The prevalence of these values in Microsoft technology is no coincidence; they are discussed in detail in Steve Maguire's book Writing Solid Code from Microsoft Press. He gives a variety of criteria for these values, such as:
- They should not be useful; that is, most algorithms that operate on them should be expected to do something unusual. Numbers like zero don't fit this criterion.
- They should be easily recognized by the programmer as invalid values in the debugger.
- On machines that don't have byte alignment, they should be odd numbers, so that dereferencing them as addresses causes an exception.
- They should cause an exception, or perhaps even a debugger break, if executed as code.
Since they were often used to mark areas of memory that were essentially empty, some of these terms came to be used in phrases meaning "gone, aborted, flushed from memory"; e.g. "Your program is DEADBEEF".

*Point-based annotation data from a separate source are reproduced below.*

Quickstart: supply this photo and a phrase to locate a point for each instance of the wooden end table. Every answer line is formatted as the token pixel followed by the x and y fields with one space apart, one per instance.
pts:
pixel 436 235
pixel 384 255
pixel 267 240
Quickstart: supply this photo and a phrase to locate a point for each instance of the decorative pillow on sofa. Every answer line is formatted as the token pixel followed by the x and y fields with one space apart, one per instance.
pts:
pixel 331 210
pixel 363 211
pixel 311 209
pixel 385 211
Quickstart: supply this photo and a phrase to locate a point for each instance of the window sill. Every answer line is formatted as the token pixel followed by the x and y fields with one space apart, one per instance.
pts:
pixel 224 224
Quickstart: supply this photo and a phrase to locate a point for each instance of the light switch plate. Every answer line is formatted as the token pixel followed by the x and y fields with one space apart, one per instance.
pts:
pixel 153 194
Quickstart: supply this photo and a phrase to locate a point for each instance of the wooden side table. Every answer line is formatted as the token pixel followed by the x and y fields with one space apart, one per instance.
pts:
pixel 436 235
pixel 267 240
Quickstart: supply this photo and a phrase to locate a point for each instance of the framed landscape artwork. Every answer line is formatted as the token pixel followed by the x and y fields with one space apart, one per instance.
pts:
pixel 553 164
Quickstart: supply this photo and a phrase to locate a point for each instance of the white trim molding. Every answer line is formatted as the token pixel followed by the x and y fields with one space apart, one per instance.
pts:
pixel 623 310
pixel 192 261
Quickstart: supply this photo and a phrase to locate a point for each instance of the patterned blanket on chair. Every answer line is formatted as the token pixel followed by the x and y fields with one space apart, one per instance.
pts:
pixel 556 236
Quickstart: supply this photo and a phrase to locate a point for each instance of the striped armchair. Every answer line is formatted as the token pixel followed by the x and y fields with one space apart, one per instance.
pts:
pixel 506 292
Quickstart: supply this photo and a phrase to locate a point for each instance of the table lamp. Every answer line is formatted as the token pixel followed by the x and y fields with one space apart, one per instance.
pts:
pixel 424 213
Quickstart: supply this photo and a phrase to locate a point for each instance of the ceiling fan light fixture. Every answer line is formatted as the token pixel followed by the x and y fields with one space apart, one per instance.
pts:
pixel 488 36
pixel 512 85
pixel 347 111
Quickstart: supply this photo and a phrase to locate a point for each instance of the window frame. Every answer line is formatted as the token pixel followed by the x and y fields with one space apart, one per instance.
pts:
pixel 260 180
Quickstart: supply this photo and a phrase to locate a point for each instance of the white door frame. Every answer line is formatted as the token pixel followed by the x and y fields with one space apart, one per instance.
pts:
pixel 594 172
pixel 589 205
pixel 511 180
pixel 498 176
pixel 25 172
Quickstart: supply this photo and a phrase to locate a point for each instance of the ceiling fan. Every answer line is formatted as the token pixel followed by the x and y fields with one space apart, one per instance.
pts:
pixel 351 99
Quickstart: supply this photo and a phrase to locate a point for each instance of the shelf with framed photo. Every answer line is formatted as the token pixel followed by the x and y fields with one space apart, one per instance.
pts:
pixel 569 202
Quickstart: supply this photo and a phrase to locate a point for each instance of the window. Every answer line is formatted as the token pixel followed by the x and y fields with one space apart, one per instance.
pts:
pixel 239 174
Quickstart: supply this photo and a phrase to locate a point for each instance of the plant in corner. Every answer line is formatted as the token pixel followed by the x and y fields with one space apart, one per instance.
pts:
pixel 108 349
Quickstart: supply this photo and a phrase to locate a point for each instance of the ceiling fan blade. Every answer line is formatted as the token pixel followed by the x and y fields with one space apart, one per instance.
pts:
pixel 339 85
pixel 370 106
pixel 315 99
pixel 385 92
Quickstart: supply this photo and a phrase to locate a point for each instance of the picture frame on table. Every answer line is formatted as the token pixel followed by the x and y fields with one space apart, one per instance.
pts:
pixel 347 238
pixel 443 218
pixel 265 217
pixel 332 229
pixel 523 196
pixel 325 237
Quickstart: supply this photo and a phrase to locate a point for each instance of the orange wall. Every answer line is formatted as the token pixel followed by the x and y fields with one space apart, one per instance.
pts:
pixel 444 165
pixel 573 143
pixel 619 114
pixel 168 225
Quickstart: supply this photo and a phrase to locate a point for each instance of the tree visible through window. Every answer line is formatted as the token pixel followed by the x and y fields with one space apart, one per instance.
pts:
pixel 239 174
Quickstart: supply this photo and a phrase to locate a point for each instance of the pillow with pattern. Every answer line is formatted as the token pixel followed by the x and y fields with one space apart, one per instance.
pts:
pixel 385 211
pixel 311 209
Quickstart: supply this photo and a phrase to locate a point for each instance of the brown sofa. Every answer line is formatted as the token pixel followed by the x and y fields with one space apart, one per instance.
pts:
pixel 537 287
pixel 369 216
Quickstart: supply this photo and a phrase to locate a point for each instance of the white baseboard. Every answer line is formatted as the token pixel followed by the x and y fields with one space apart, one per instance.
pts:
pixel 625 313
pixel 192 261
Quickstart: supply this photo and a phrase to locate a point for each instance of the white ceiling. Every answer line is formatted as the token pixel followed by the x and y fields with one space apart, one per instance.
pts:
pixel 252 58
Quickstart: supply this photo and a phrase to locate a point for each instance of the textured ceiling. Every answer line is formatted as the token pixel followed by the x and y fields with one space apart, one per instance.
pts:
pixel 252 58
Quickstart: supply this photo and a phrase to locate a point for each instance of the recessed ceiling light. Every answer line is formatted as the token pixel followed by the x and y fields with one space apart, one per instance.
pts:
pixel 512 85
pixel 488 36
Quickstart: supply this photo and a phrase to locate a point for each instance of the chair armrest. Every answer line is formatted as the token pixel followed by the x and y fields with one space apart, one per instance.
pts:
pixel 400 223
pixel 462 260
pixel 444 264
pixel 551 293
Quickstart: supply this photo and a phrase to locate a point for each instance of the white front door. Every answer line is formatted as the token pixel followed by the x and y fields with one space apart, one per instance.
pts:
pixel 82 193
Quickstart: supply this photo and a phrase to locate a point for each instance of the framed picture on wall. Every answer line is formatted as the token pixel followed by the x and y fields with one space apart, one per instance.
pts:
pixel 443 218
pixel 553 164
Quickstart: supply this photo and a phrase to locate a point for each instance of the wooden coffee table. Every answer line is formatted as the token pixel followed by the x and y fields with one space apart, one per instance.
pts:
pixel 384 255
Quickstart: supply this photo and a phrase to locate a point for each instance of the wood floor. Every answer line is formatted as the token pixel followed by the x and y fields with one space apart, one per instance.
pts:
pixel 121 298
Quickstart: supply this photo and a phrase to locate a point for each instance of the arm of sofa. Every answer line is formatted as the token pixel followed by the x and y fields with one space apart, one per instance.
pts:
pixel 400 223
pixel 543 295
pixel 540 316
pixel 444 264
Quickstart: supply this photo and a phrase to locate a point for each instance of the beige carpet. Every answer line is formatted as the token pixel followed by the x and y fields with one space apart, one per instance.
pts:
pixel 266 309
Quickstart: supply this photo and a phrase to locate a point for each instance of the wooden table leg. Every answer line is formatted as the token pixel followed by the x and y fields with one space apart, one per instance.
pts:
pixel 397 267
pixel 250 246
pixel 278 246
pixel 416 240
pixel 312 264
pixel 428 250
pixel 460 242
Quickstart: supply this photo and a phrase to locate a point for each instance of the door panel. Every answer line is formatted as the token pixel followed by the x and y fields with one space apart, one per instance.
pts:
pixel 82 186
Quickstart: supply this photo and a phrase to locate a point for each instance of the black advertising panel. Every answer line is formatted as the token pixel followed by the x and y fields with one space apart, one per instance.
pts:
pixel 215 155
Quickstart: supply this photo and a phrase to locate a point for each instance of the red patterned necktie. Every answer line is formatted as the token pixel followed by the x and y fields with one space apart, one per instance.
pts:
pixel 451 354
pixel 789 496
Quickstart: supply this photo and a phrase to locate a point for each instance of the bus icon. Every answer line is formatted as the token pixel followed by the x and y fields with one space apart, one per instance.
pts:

Pietr Brandehörst's ZUG programming language initialized memory to either 0000, DEAD or FFFF in development environment and to 0000 in the live environment, on the basis that uninitialised variables should be encouraged to misbehave under development to trap them, but encouraged to behave in a live environment to reduce errors[citation needed].